主要内容

时变连贯性

Fourier-domain coherence is a well-established technique for measuring the linear correlation between two stationary processes as a function of frequency on a scale from 0 to 1. Because wavelets provide local information about data in time and scale (frequency), wavelet-based coherence allows you to measure time-varying correlation as a function of frequency. In other words, a coherence measure suitable for nonstationary processes.

To illustrate this, examine near-infrared spectroscopy (NIRS) data obtained in two human subjects. NIRS measures brain activity by exploiting the different absorption characteristics of oxygenated and deoxygenated hemoglobin. The recording site was the superior frontal cortex for both subjects and the data was sampled at 10 Hz. The data is taken from Cui, Bryant, & Reiss (2012) and was kindly provided by the authors for this example.

In the experiment, the subjects alternatively cooperated and competed on a task. The period of the task was approximately 7.5 seconds.
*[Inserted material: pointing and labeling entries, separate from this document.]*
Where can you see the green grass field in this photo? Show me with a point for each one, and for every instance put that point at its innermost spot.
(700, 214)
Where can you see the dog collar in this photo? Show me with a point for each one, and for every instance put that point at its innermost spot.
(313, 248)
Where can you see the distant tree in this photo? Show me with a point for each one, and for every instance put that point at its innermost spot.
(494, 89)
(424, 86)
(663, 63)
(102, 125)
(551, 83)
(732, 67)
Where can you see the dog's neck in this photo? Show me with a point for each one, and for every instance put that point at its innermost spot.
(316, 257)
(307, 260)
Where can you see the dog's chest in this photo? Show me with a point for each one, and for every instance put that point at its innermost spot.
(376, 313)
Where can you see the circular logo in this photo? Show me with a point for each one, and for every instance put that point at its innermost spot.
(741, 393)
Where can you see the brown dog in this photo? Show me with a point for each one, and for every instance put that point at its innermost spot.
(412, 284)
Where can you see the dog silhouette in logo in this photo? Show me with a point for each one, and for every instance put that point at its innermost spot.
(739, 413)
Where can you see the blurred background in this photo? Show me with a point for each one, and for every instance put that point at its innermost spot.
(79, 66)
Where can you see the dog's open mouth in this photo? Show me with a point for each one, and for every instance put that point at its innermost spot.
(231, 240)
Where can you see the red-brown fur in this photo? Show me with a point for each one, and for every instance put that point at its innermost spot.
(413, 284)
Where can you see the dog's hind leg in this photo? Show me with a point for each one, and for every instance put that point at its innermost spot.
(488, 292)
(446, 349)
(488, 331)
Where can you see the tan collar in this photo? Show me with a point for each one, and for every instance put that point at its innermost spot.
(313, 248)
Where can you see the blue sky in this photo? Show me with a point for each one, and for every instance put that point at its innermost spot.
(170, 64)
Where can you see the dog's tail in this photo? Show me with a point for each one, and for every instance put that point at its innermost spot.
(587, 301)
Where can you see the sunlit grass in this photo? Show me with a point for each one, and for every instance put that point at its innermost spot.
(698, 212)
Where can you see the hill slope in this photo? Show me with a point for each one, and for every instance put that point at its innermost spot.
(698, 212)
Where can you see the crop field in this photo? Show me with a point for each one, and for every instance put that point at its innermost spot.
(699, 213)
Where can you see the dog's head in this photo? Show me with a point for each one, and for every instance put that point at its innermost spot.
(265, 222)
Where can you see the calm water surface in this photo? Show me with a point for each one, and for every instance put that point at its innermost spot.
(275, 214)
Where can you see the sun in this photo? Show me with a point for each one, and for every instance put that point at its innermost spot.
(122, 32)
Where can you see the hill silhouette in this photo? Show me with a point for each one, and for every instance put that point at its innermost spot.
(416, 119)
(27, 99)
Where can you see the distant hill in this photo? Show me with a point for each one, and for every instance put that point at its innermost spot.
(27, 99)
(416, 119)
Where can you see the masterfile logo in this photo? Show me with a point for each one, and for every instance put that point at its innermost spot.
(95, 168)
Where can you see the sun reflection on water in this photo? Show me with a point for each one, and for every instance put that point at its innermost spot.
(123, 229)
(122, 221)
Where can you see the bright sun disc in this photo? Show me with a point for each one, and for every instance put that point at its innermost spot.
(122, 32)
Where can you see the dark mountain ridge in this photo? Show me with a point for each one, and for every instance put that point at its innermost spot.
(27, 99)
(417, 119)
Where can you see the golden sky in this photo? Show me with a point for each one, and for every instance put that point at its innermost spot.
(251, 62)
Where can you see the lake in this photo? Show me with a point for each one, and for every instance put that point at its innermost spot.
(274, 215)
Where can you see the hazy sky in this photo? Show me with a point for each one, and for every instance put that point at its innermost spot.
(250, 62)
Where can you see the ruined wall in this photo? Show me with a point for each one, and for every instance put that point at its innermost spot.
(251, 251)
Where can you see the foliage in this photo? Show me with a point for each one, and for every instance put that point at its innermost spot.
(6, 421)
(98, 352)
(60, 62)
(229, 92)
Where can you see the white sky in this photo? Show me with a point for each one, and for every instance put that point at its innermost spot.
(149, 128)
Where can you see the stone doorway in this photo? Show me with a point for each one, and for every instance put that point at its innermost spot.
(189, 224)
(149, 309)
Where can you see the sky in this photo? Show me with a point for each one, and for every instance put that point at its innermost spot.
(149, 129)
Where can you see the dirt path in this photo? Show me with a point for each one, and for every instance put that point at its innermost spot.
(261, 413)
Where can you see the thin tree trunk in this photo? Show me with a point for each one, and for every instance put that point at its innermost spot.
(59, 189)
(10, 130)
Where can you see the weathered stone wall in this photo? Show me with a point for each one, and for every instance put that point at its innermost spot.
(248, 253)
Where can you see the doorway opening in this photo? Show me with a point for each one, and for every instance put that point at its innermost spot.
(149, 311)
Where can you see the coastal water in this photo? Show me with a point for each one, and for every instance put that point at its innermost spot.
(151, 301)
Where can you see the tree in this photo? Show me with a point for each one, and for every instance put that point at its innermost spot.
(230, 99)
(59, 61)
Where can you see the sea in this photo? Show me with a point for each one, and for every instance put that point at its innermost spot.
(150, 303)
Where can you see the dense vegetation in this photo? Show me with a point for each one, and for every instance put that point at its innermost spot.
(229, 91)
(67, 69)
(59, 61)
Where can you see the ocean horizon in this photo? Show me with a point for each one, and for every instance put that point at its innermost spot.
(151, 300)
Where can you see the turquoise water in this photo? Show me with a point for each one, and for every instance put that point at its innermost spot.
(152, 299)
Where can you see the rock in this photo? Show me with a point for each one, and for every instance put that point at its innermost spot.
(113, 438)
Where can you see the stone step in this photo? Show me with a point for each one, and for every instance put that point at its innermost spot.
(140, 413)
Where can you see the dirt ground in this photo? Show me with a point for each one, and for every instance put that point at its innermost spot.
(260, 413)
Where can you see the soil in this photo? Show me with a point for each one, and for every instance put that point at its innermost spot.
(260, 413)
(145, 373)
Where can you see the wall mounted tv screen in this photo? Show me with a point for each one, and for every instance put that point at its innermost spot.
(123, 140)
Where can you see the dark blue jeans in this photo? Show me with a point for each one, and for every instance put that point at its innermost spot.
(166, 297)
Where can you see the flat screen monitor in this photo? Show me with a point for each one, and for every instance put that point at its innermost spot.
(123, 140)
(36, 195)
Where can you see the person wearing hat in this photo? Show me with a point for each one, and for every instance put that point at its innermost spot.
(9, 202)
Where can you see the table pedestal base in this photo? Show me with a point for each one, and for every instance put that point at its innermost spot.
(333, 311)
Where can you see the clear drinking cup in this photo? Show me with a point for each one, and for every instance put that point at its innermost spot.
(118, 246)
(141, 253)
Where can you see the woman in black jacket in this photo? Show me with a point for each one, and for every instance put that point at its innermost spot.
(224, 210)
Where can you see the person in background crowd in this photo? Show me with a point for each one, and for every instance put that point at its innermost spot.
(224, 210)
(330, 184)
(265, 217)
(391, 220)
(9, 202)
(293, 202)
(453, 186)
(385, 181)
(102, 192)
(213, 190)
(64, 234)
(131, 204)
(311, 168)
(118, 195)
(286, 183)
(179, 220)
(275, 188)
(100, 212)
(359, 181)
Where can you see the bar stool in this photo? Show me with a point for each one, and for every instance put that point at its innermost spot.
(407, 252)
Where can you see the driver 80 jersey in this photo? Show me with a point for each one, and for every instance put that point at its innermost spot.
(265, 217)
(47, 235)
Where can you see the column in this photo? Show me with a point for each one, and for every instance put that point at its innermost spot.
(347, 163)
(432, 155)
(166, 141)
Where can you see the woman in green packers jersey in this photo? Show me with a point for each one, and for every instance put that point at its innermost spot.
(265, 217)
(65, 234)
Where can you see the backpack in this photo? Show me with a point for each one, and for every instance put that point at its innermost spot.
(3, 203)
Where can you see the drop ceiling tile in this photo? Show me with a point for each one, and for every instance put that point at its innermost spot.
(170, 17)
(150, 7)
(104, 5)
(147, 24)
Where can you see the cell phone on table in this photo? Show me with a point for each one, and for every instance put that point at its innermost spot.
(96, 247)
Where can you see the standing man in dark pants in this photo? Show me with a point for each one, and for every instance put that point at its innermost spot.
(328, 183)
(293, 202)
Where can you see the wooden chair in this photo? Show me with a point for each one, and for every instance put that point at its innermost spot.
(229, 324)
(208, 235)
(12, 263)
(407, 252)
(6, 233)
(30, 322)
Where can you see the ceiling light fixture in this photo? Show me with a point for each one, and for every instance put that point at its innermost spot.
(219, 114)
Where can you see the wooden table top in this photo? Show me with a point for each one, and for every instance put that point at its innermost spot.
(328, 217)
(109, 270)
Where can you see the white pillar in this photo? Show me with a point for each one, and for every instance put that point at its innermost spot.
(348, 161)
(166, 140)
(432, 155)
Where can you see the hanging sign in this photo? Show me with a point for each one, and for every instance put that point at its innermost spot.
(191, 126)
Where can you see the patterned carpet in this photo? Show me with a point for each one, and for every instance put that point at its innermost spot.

加载Nirsdata; figure plot(tm,NIRSData(:,1)) hold情节(TM,Nirsdata(:,2),'r') 传奇('Subject 1','Subject 2','地点','NorthWest')xlabel('Seconds') title('NIRS Data') grid; holdoff;

图包含一个轴对象。The axes object with title NIRS Data contains 2 objects of type line. These objects represent Subject 1, Subject 2.

检查时间域数据,尚不清楚单个时间序列中存在哪些振荡,或两个数据集共有哪些振荡。使用小波分析回答两个问题。

Obtain the wavelet coherence as a function of time and frequency. You can use wcoherence to output the wavelet coherence, cross-spectrum, scale-to- frequency, or scale-to-period conversions, as well as the cone of influence. In this example, the helper functionhelperPlotCoherencepackages some useful commands for plotting the outputs ofwcoherence.

[wcoh,~,f,coi] = wcoherence(NIRSData(:,1),NIRSData(:,2),10,'numscales',16);helperPlotCoherence(wcoh,tm,f,coi,'Seconds','赫兹');

图包含一个轴对象。带有标题小波相干的轴对象包含2个类型图像的对象。

In the plot, you see a region of strong coherence throughout the data collection period around 1 Hz. This results from the cardiac rhythms of the two subjects. Additionally, you see regions of strong coherence around 0.13 Hz. This represents coherent oscillations in the subjects' brains induced by the task. If it is more natural to view the wavelet coherence in terms of periods rather than frequencies, you can input the sampling interval. With the sampling interval,wcoherenceprovides scale-to-period conversions.

[wcoh,~,P,coi] = wcoherence(NIRSData(:,1),NIRSData(:,2),seconds(1/10),...'numscales',16);Helpplotcoherence(WCOH,TM,秒(P),秒(COI),,'Time (secs)','Periods (Seconds)');

图包含一个轴对象。The axes object with title Wavelet Coherence contains 4 objects of type image, line.

同样,请注意与对象在整个录音中发生的心脏活动相对应的相干振荡,大约一秒钟。与任务相关的活动也很明显,大约为8秒。请咨询Cui,Bryant和Reiss(2012),以对此数据进行更详细的小波分析。

In summary, this example showed how to use wavelet coherence to look for time-localized coherent oscillatory behavior in two time series. For nonstationary signals, a measure of coherence that provides simultaneous time and frequency (period) information is often more useful.

Reference: Cui, X., D. M. Bryant, and A. L. Reiss. "NIRS-Based hyperscanning reveals increased interpersonal coherence in superior frontal cortex during cooperation." Neuroimage. Vol. 59, Number 3, 2012, pp. 2430-2437.